I just bought the big bottle of Patron. It looks small. What have I done with my life?
Succeeded.
We should steal a little kid and go to Chucke Cheese
time to smoke my breakfast
The more I throw up, the more I am remembering exactly what I drank last night...in order.
No i dont need Magnum Condoms, that would be like putting MC Hammer pants on my dick
I'm cooking a can of baked beans on the baseboard heater. It is too early in the semester to be this poor.
I also have a full keg. I'm thinking about crashing a party, they can't get mad if I bring a keg of beer.
You know you have crossed to the dark side of marriage when a nap is more important than jacking off
I just fully woke up, never smoking that much weed again.
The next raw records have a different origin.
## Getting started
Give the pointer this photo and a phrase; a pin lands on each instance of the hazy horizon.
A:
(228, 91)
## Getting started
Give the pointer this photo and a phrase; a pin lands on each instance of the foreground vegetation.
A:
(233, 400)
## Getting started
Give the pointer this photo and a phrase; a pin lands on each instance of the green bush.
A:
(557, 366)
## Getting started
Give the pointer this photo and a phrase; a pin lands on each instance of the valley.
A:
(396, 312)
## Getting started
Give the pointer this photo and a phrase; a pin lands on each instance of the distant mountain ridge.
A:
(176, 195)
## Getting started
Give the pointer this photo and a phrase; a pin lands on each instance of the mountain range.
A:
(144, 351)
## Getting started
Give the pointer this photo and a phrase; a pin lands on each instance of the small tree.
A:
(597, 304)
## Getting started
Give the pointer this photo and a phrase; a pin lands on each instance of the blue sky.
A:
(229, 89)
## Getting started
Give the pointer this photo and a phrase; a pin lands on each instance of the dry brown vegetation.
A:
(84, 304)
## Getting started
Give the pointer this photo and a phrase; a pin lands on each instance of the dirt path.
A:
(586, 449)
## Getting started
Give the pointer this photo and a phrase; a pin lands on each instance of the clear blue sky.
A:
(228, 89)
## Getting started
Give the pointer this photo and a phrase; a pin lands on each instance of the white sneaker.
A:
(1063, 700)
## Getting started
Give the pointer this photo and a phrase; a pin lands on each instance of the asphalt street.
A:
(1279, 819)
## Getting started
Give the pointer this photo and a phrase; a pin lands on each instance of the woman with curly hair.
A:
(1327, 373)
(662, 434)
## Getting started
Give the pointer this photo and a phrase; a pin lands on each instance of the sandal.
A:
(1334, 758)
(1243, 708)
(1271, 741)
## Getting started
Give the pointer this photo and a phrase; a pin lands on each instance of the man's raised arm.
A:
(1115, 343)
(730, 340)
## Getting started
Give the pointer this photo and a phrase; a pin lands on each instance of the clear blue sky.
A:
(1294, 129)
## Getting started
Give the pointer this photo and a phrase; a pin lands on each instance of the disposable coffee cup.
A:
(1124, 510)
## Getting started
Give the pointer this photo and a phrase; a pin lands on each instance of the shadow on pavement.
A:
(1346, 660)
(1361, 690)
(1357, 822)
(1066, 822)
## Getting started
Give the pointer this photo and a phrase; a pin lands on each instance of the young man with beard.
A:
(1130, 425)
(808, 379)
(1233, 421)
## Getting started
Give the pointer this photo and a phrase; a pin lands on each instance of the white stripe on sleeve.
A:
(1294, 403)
I had stress dreams about your house being surrounded by a lake and we kept losing our cars in it.
Of course I fucked him. He's a professional beat boxer, his entire job is to do complicated shit with his tongue.
It's 10:15 on a Wednesday night and my dick is covered in pop rocks. How's your Wednesday going?
There is a drunken, assless white chick here at this bar wearing a shirt that says "REAL WOMEN TWERK FOR JESUS". I have officially had it with our generation.
she was puking nonstop out of the car window in the rain during our hour long drive back, we got lot of honks
I thought I came here to hook up, not for a Study Abroad 101 session
Do you know who these girls are? They're baking a cake, making chicken enchiladas, and bringing me beer everytime I finish one.